In this section

LX1.9 The Triage Decision Framework

3-4 hours · Module 1 · Free

Triage Decision Framework: What to Collect First and Why

Operational Objective

The Prioritization Problem: You are the sole analyst on call. At 02:15, the SOC alert fires: suspicious outbound connections from WEBSRV-NGE01 to an unknown IP on port 4444, and auth.log anomalies on BASTION-NGE01 and DBSRV-NGE01. Three systems, one analyst, an attacker who may be active on all three. If you spend 90 minutes on a full collection of WEBSRV-NGE01, you lose volatile evidence from the other two. If you spread yourself across all three simultaneously, you collect shallow evidence from each and deep evidence from none. You need a decision framework that tells you what to collect first — on which system, in what order — based on the attacker's current activity, the incident type, and the evidence that answers the most critical questions fastest.

Deliverable: A triage decision framework built on four factors — attacker activity, incident type, system count, and available access. The triage decision matrix mapping six incident types to evidence priorities. The ability to make correct collection prioritization decisions under time pressure.

⏱ Estimated completion: 30 minutes

The Triage Problem

In theory, you collect everything. In practice, you have constraints: the attacker may be active and you need to contain before they exfiltrate more data, the server is business-critical and must return to service within hours, the incident affects 15 servers and you are one investigator, or the container will restart in 3 minutes and you need to decide what to grab first.

Triage is the discipline of prioritizing evidence collection based on what is most volatile, most relevant to the investigation questions, and most at risk of destruction. An investigator who follows a rigid collection checklist regardless of circumstances collects evidence methodically but slowly. An investigator who triages effectively focuses on the evidence that answers the most critical questions first, then expands collection as time permits.

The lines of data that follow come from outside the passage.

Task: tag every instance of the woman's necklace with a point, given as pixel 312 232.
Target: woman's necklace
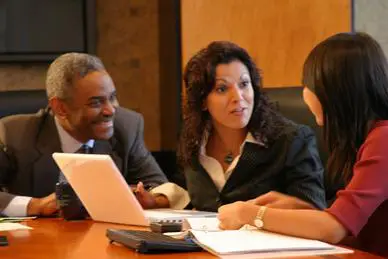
pixel 228 159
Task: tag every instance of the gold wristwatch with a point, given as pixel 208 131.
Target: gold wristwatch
pixel 258 222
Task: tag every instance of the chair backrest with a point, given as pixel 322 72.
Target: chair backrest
pixel 21 102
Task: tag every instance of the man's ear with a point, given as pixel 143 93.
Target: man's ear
pixel 59 107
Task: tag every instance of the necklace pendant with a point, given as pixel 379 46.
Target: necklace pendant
pixel 228 158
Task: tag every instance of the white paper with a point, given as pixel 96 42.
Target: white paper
pixel 6 226
pixel 249 241
pixel 204 224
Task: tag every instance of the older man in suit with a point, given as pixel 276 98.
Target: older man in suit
pixel 82 112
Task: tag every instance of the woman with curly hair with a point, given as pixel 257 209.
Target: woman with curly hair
pixel 346 79
pixel 234 145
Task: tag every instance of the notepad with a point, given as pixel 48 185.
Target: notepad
pixel 249 240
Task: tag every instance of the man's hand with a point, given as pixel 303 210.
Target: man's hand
pixel 45 206
pixel 280 201
pixel 237 214
pixel 149 200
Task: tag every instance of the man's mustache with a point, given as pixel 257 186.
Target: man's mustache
pixel 104 119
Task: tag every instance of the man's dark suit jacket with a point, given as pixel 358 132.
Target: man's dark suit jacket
pixel 28 142
pixel 290 165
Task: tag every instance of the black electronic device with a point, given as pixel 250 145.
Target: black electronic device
pixel 150 242
pixel 163 227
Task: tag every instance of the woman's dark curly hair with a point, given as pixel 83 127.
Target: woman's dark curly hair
pixel 199 78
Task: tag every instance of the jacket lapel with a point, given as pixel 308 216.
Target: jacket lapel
pixel 45 170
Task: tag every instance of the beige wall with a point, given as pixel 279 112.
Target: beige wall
pixel 277 33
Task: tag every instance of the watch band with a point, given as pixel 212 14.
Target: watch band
pixel 260 212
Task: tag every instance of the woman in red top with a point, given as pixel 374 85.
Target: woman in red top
pixel 347 90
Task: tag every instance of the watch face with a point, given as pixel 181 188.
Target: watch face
pixel 258 223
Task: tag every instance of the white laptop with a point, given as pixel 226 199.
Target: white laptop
pixel 107 196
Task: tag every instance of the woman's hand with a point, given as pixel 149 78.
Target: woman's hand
pixel 237 214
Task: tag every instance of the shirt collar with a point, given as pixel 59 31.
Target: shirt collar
pixel 249 138
pixel 68 143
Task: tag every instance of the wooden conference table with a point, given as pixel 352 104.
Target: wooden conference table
pixel 57 239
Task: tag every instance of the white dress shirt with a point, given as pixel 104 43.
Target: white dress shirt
pixel 214 168
pixel 177 196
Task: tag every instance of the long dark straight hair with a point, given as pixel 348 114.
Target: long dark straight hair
pixel 348 73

Decision Factor 1: Is the Attacker Currently Active?

# === RAPID TRIAGE SCRIPT — RUN THIS FIRST ON EACH SUSPECT HOST ===

# Step 1: Is the attacker currently active? (10 seconds)
echo "=== ACTIVE SESSIONS ==="
w                           # Who is logged in right now?
ss -tnp | grep ESTAB       # Active network connections with process names

# Step 2: What processes are running? (10 seconds)
echo "=== SUSPICIOUS PROCESSES ==="
ps auxf | grep -vE '(root|www-data|syslog|daemon).*(/usr/|/lib/)' | head -20
# Look for: processes in /tmp, /dev/shm, or without full paths

# Step 3: Network connections to external IPs (10 seconds)
echo "=== OUTBOUND CONNECTIONS ==="
ss -tnp | awk '$5 !~ /^(127\.|10\.|172\.(1[6-9]|2|3[01])\.|192\.168\.)/' 
# Shows connections to non-RFC1918 addresses (potential C2)

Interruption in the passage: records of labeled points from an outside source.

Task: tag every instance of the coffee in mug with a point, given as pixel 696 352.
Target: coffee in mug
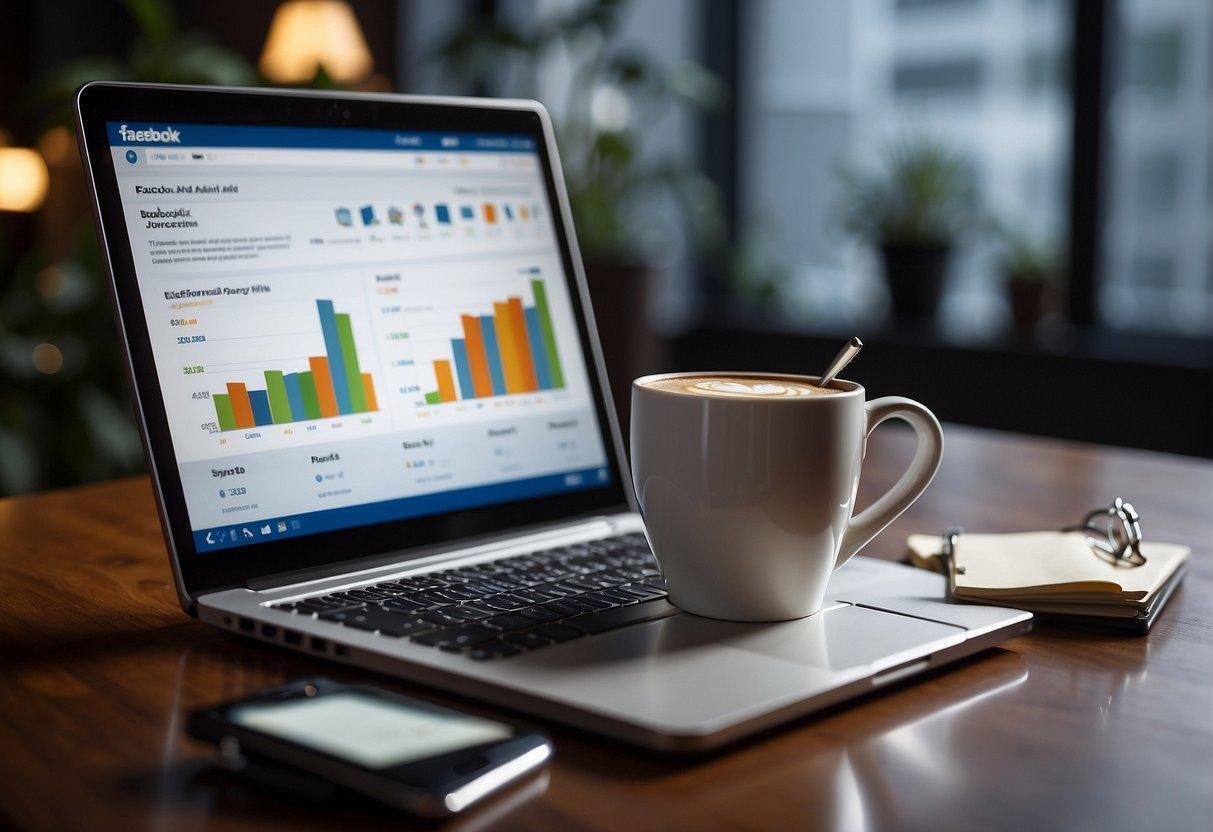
pixel 739 386
pixel 747 485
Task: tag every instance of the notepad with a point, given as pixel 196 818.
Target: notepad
pixel 1054 573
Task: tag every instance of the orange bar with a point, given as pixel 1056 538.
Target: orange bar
pixel 506 346
pixel 369 388
pixel 323 379
pixel 445 380
pixel 522 343
pixel 473 338
pixel 240 405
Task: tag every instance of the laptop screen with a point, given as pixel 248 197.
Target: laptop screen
pixel 351 326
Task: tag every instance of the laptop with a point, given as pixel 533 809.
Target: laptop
pixel 380 432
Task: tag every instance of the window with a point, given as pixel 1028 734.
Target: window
pixel 824 84
pixel 1155 260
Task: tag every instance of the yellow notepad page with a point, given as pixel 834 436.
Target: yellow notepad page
pixel 1042 563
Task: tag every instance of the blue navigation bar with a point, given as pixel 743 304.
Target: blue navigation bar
pixel 142 134
pixel 294 525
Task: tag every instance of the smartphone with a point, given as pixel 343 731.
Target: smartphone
pixel 410 754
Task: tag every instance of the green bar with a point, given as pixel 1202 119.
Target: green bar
pixel 311 400
pixel 279 405
pixel 353 374
pixel 545 323
pixel 223 410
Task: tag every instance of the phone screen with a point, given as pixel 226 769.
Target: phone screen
pixel 366 730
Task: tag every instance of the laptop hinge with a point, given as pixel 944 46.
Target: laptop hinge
pixel 480 545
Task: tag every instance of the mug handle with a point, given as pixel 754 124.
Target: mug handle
pixel 870 522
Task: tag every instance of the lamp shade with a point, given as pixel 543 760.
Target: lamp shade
pixel 23 180
pixel 308 34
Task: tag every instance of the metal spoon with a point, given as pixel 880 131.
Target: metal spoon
pixel 849 351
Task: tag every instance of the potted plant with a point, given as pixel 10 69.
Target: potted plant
pixel 912 208
pixel 1032 272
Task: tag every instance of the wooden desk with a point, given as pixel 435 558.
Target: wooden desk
pixel 1057 729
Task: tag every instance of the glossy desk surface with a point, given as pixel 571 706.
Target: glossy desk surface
pixel 1055 729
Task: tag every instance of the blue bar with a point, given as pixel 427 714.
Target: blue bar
pixel 309 523
pixel 260 402
pixel 336 357
pixel 462 369
pixel 295 395
pixel 539 349
pixel 177 135
pixel 490 349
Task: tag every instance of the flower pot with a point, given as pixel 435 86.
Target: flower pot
pixel 1030 301
pixel 915 274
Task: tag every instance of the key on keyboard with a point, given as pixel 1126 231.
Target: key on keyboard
pixel 506 607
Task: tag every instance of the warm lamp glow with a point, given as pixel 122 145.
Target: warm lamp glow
pixel 308 34
pixel 23 180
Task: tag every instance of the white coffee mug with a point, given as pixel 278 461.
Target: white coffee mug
pixel 749 502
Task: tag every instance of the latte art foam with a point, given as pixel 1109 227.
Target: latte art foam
pixel 740 387
pixel 766 389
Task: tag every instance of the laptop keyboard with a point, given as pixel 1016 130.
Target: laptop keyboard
pixel 504 608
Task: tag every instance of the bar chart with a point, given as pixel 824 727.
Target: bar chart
pixel 334 385
pixel 511 351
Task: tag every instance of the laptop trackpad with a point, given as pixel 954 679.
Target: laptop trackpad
pixel 687 670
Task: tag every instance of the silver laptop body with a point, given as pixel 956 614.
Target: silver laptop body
pixel 675 683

# Step 4: Recently modified files in suspicious locations (15 seconds)
echo "=== RECENT SUSPICIOUS FILES ==="
find /tmp /dev/shm /var/tmp -type f -mtime -7 2>/dev/null
find /var/www -name "*.php" -mtime -7 2>/dev/null

# Step 5: Quick check for common persistence (15 seconds)
echo "=== PERSISTENCE INDICATORS ==="
ls -la /etc/cron.d/ /var/spool/cron/crontabs/ 2>/dev/null
systemctl list-units --type=service --state=running | grep -v systemd

# TOTAL: ~60 seconds per host
# DECISION: based on output, determine if attacker is active,
# what incident type this is, and which host to prioritize

Expand for Deeper Context

This is the single most important triage factor. If the attacker is currently logged in (visible via who, w, or active SSH sessions in ss -tnp), the priority shifts dramatically toward capturing their current activity.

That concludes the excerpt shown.